Some vitamins and nutrients produced by colon flora are absorbed, but are of little importance. They also produce nitrogen, CO2 and other gases from stuff that we can’t digest. Beans contain lots of undigestible (for us) stuff that colon bacteria can’t get enough of.
Some of the gases produced by colon flora are absorbed through colon wall, but an average of more than 1 liter/day isn’t (lots more for your uncle or brother). That’s flatus.
Colon secretes some mucous fluid and fairly small amounts of an alkaline fluid that neutralizes acid produced by colon flora.

16. Absorption in Colon
Mainly, active transport of sodium, passively followed by chloride, creating osmotic gradient that absorbs water (about 400 ml/day).
This is almost entirely in proximal half of colon, called absorbing colon for that reason. Distal half, which stores fecal material for long periods, is called storage colon.

17. Motility in Colon
Longitudinal muscle in colon is arranged in three bands (taeniae coli).
Circular muscle generates something similar to segmentation contractions, referred to as haustral contraction. All of these are for mixing contents.

18. Motility in Colon (continued) Stimuli to Mass Movements
Peristalsis is rare, if it occurs at all. Propulsion in colon is mostly by mass movements – rings of contraction that extend in length. Very effective because of the high resistance to backward flow.
Stimuli to Mass Movements
Local distension of colon
Gastrocolic reflex – food entering stomach elicits reflex (via vagus nerve) that initiates mass movements. Useful in housebreaking a puppy

19. Defecation
Storage colon stores contents for hours, until mass movement propels it into rectum.
This stretches rectal wall, initiating defecation reflex, which includes vagal afferents from CNS and via myenteric plexus. Motor response includes mass movements in storage colon, contraction of rectal muscle, relaxation of internal and external anal sphincters. Uh-oh!
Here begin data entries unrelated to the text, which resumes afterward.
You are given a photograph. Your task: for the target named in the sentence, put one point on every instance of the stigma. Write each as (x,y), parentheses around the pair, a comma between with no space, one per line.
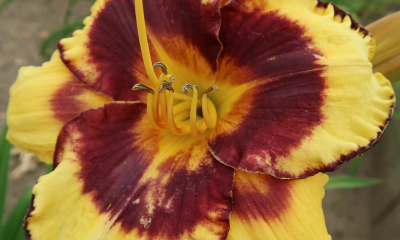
(167,109)
(180,113)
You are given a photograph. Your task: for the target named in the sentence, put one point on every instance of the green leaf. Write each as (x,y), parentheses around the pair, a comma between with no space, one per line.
(68,13)
(49,44)
(344,182)
(5,148)
(13,227)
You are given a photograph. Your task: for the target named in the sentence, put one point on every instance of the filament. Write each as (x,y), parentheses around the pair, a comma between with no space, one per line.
(144,44)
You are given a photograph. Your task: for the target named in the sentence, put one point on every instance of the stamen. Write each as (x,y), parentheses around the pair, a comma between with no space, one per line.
(156,104)
(149,104)
(169,112)
(193,112)
(171,122)
(144,44)
(165,85)
(210,117)
(142,87)
(162,66)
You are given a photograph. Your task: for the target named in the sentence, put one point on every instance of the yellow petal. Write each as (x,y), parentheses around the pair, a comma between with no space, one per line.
(297,91)
(106,54)
(41,101)
(267,208)
(386,31)
(116,177)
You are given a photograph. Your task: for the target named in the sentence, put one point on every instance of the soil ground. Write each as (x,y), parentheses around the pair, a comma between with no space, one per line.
(363,214)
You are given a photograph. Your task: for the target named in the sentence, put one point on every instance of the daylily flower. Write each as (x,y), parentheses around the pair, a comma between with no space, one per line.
(386,31)
(297,97)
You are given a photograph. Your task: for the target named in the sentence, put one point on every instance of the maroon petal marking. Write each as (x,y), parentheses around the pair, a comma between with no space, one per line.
(259,45)
(113,48)
(116,153)
(265,207)
(281,112)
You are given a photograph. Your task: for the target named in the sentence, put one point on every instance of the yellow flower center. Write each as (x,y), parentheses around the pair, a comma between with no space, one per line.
(188,114)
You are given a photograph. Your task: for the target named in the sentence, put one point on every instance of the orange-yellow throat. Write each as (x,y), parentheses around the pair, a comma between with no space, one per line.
(167,109)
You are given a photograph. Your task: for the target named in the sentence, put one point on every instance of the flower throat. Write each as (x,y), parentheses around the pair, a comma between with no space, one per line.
(181,118)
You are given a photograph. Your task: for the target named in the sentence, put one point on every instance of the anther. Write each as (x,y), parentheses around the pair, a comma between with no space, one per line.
(185,87)
(208,108)
(215,88)
(142,87)
(162,66)
(167,85)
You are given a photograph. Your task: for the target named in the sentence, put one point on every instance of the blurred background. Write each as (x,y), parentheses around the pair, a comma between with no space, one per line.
(30,30)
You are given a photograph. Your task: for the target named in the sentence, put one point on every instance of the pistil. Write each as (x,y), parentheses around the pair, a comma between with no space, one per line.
(161,111)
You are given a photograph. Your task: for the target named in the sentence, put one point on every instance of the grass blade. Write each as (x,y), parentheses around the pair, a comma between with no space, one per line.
(5,148)
(13,227)
(344,182)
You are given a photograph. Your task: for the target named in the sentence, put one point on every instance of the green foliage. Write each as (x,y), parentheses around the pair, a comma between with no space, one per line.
(50,44)
(5,148)
(12,229)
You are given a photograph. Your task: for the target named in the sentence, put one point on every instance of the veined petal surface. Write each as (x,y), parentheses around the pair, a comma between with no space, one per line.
(106,54)
(118,178)
(41,101)
(268,208)
(300,96)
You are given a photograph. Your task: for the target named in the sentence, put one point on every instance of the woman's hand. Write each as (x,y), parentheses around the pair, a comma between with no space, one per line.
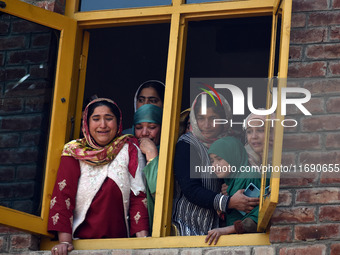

20. Modulation of Defecation Reflex
Rectal muscles are contracting, anal sphincters are relaxing. This spells trouble. Good news! External anal sphincter is skeletal muscle, so we can voluntarily contract it. Better news! Contracting the external anal sphincter inhibits the defecation reflex, usually for several hours. Toilet training is essentially learning to contract the external anal sphincter.
The neural connections making it possible don’t develop in humans until after the second birthday, doesn’t develop in puppies until the third month.
Many animals (most herbivores) don’t have an external anal sphincter, and can’t be housebroken. Don’t try to housebreak a horse. It’s a waste of your time and, sooner or later, it will annoy the horse.

21. Forces in Defecation Much comes from muscles of colon and rectum.
Augmented by “straining movements” – contracting abdominal muscles with glottis closed. This causes very high abdominal and thoracic pressures. The abdominal pressure contributes to forcing stool out of the colon.
The straining can cause very high arterial pressure, but the elevated thoracic pressure can close off the veins, bringing venous return to zero and, consequently, reducing cardiac output to zero.
Many strokes and heart attacks occur during straining movements.